На минуту Тихомирову привиделось, что он с рыбаками вышел в море — проверить сети-вентери. Но задул новороссийский ветер — бора; шторм разметал лодки, разбил их. И вот он пытается спастись, цепляется за каждую щепку. Где же берег? Где твердь его?
Это напоминало чудо — простое и ясное: вдруг зазвучало, запело в оживающей душе, вспомнилось каждое слово молитвы. Откуда? Почему? Он не знал, да и не хотелось знать: «О Пресвятая Владычице Дево Богородице, спаси и сохрани под покровом Твоим мое чадо Александра. Укрой его ризою Твоего материнства.»

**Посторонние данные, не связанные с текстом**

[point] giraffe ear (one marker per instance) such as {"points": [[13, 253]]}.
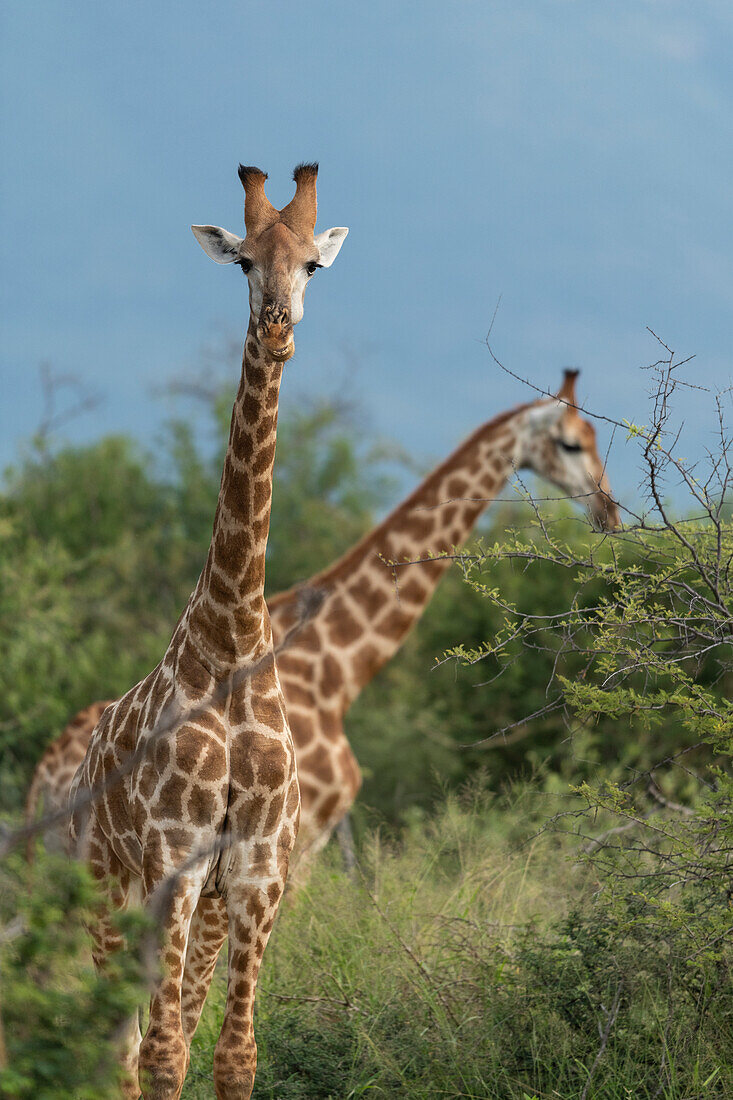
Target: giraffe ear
{"points": [[218, 243], [329, 243]]}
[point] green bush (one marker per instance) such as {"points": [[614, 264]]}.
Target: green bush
{"points": [[58, 1016]]}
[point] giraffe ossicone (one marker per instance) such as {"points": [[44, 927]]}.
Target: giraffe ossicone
{"points": [[210, 807]]}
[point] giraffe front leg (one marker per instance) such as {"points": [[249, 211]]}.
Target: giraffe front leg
{"points": [[251, 911], [106, 939], [163, 1057], [119, 888], [208, 932]]}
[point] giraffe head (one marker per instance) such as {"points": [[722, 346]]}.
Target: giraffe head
{"points": [[559, 444], [279, 254]]}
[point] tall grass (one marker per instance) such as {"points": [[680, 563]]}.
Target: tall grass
{"points": [[467, 960]]}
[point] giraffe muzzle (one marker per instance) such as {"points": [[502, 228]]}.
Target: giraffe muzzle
{"points": [[275, 332]]}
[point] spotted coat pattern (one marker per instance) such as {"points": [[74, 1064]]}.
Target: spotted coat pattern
{"points": [[367, 612]]}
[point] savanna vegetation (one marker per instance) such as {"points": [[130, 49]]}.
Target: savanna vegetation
{"points": [[542, 905]]}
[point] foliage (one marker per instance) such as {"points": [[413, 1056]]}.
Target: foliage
{"points": [[59, 1018], [649, 625], [101, 545], [471, 961]]}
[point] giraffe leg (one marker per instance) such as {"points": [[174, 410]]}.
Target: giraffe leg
{"points": [[346, 844], [208, 932], [106, 939], [164, 1052], [251, 911]]}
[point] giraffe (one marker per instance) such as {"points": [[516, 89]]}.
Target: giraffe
{"points": [[362, 622], [210, 806]]}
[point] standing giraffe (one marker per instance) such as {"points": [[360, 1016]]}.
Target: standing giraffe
{"points": [[320, 677], [210, 807], [361, 623]]}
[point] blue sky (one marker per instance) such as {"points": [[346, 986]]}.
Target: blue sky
{"points": [[572, 157]]}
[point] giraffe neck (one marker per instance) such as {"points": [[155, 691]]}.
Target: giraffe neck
{"points": [[228, 620], [370, 605]]}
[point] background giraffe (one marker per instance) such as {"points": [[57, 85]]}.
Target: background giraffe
{"points": [[211, 805], [321, 678], [361, 622]]}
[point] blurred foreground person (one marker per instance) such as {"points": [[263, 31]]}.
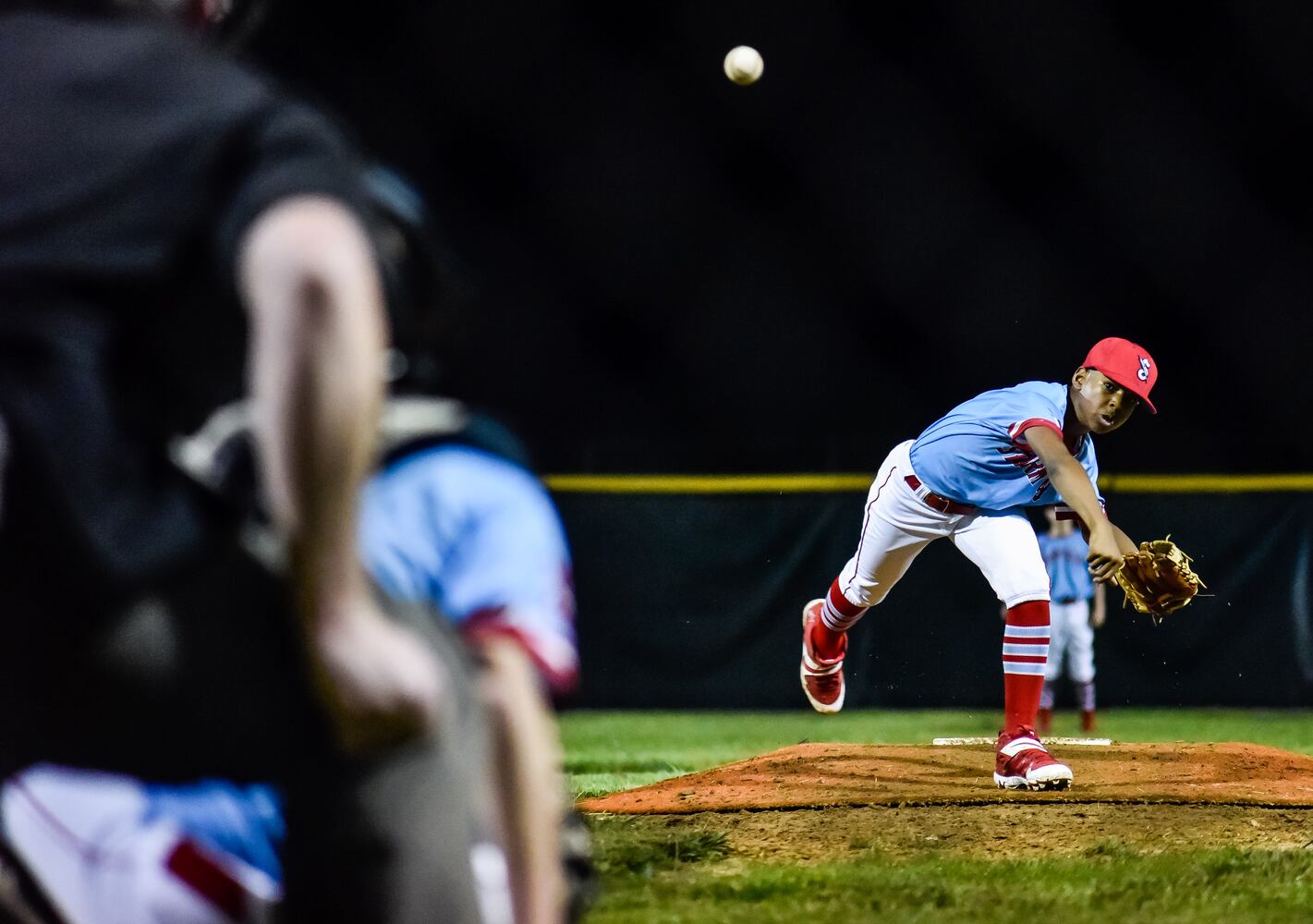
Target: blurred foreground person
{"points": [[451, 518], [175, 235]]}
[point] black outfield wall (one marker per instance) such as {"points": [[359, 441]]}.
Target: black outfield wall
{"points": [[693, 600]]}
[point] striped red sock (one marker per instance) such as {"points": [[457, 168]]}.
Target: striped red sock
{"points": [[1026, 649], [838, 615]]}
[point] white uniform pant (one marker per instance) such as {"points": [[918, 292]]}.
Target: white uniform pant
{"points": [[1070, 633], [898, 524], [84, 836]]}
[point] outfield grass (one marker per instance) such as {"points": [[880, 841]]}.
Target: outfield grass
{"points": [[608, 751], [654, 874]]}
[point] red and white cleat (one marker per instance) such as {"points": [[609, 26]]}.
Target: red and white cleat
{"points": [[822, 677], [1020, 761]]}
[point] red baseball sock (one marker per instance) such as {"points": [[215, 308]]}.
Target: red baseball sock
{"points": [[1026, 649], [838, 614]]}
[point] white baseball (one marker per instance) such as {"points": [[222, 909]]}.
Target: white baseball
{"points": [[743, 65]]}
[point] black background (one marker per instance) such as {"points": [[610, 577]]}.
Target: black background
{"points": [[655, 269]]}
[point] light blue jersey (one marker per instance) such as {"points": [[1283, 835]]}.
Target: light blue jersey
{"points": [[480, 539], [1065, 561], [977, 453]]}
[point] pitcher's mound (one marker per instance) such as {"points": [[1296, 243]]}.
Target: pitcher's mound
{"points": [[808, 776]]}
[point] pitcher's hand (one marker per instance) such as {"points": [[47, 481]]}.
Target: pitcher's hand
{"points": [[1104, 555]]}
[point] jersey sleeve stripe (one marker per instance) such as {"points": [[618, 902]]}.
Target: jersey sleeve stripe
{"points": [[1016, 431]]}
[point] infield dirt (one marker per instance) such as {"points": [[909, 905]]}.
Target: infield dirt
{"points": [[821, 802]]}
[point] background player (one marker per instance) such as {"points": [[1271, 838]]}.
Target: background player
{"points": [[967, 478], [1073, 617]]}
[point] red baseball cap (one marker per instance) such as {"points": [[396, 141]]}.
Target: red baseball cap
{"points": [[1126, 364]]}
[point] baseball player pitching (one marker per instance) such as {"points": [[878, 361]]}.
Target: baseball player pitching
{"points": [[967, 477]]}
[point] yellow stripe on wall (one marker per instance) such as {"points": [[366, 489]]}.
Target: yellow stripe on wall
{"points": [[1207, 483], [822, 483], [707, 483]]}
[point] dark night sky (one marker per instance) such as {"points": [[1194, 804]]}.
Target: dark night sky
{"points": [[657, 269]]}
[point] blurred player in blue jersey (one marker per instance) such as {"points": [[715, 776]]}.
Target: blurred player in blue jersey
{"points": [[967, 478], [1076, 606]]}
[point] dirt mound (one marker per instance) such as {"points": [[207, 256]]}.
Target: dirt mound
{"points": [[814, 776]]}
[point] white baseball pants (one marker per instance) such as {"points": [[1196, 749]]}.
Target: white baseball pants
{"points": [[1070, 633]]}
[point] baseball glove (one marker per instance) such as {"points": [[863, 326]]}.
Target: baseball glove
{"points": [[1159, 579]]}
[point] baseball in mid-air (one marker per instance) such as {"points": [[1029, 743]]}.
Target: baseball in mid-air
{"points": [[743, 65]]}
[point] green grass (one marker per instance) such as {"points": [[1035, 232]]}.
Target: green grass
{"points": [[652, 873], [1222, 885], [608, 751]]}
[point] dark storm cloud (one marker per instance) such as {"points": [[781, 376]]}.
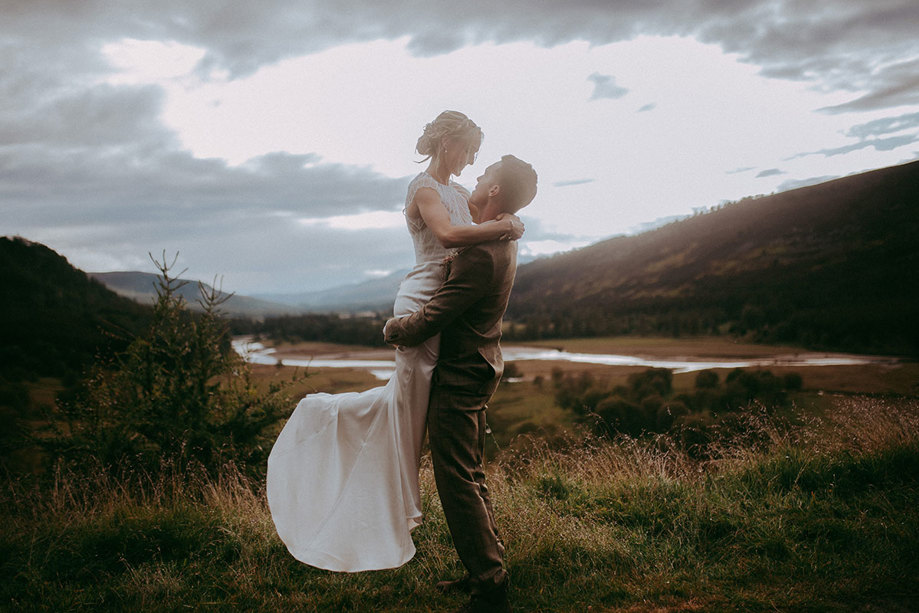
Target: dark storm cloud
{"points": [[878, 144], [605, 87], [848, 44], [887, 125], [80, 159]]}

«Уврачуй душевные и телесные раны чада моего Александра, моими грехами нанесенные.», — с нарастающей покаянной силой повторяла Катюша.
.После недолгого, но напористого дождя вновь посветлевший день стал тихим и кротким. Тогда они с Сашей вышли в сад. Капли так ослепительно горели на трепетной листве, что мальчик зажмурился.
Да-да, это тоже было чудо — иначе не назовешь: умирающий сын не умер. Выздоравливал уже в деревне, в Ла-Ренси, куда им пришлось окончательно перебираться по предписанию обаятельного Клемансо. Саша, заметил Лев Александрович, словно бы поумнел, но иногда забывал самые обыкновенные слова. Вот слово «дождик» забыл. Махнул только рукой. И улыбнулся.
Врач-француз лишь диву давался.
Что-то случилось и с ним, с Тихомировым. Нет, он больше не вспомнил ни одной молитвы, но в те страшные ночи все равно — молился. Снова и снова выла собака, а он, надрывая сердце в предельном усилии, просил о пощаде, лил слезы, давал обеты. Кому? Иногда решался произнести: «Господи, если Ты есть, помоги. Я обещаю Тебе.» В те горячечные мгновения он многое обещал. О чем-то потом забыл, о чем-то помнил до конца жизни.
Лев и прежде, когда было плохо, когда жандармские сыщики шли по пятам, порой ловил себя на том, что ему хочется помолиться. Но идеолог бесстрашной «Народной Воли» всегда одергивал свой нрав — гордо и сурово. Почему-то казалось, что это скверно — становиться на колени из-под палки, в страхе сердечном. «Как беда на пороге, так мы все при Боге» — засело в голове оброненное старым стражником в Петропавловке. Ведь когда хорошо, он не думал о Нем. Не подлость ли это, не малодушие ли молиться, когда приходит беда?